From: Michael Orlitzky <mjo@g.o>
To: gentoo-dev@l.g.o
Subject: Re: [gentoo-dev] [PATCH 3/3] dev-vcs/hub: migrate to go-module.eclass
Date: Thu, 12 Sep 2019 16:52:38
Message-Id: 6acd490e-6393-62e4-5d07-71c2a3624417@gentoo.org
In Reply to: Re: [gentoo-dev] [PATCH 3/3] dev-vcs/hub: migrate to go-module.eclass by Alec Warner
1 On 9/12/19 12:42 PM, Alec Warner wrote:
2 >
3 > In general I don't see bundling as a major problem. In the land of
4 > dynamic binaries, it's a big advantage because you can upgrade libfoo
5 > and all consumers of libfoo get the upgrade upon process restart. This
6 > isn't true for most go programs which are statically linked; so you end
7 > up asking yourself "why should I make a package for every go module?"

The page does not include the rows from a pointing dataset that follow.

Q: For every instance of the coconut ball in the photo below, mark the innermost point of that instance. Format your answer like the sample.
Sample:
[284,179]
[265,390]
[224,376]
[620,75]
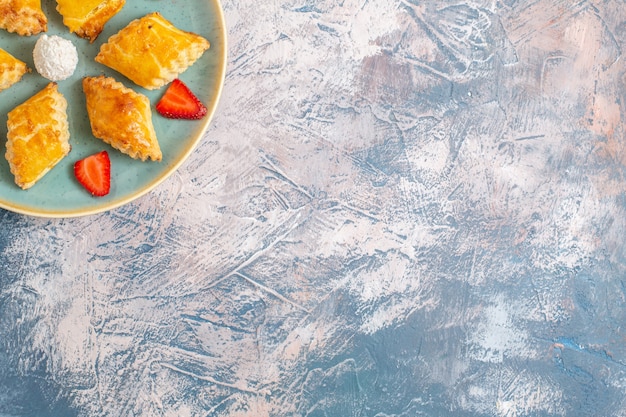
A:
[55,58]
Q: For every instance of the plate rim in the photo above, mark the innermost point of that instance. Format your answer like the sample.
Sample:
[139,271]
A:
[201,131]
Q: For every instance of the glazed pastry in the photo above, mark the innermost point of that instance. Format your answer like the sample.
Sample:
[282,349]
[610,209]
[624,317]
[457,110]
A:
[11,70]
[121,117]
[38,136]
[152,52]
[23,17]
[87,18]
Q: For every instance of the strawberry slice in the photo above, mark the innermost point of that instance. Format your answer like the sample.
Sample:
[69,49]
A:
[179,102]
[94,173]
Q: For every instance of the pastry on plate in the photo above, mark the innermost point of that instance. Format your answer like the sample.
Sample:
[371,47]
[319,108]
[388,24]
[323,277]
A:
[87,18]
[11,69]
[121,117]
[151,51]
[23,17]
[38,136]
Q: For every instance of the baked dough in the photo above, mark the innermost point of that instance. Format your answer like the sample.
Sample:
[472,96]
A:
[11,69]
[23,17]
[121,117]
[38,136]
[151,51]
[87,18]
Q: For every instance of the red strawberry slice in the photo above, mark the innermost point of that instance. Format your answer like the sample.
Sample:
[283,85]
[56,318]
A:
[179,102]
[94,173]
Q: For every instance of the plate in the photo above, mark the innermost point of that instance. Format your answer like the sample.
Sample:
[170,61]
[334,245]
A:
[58,194]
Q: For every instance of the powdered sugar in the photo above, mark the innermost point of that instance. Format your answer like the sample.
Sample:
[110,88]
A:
[55,58]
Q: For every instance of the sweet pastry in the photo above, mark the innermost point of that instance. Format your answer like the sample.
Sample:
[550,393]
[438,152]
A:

8 > One obvious answer is that portage then tracks what packages are
9 > consuming a given module and you can plausibly write a tool that does
10 > things like "moduleX has a security update, please recompile all
11 > packages that DEPEND on moduleX" which seems like a tool people would want.
12 >
13
14 Subslots do this already. Portage does this already. We have this "tool
15 that people would want," but only if developers can be bothered to
16 package things.
17
18
19 > [0] I feel like this is a common idea in Gentoo throughout. Anything new
20 > is bad. Anything that violates norms is bad. Anything that violates the
21 > model we have been using for 20 years is bad. I wish people were more
22 > open to have a discussion without crapping on new ideas quite so thoroughly.
23
24 This is computer *science*. Some ideas are just wrong, and nothing of
25 value is gained by trying not to hurt the feelings of the flat-earthers.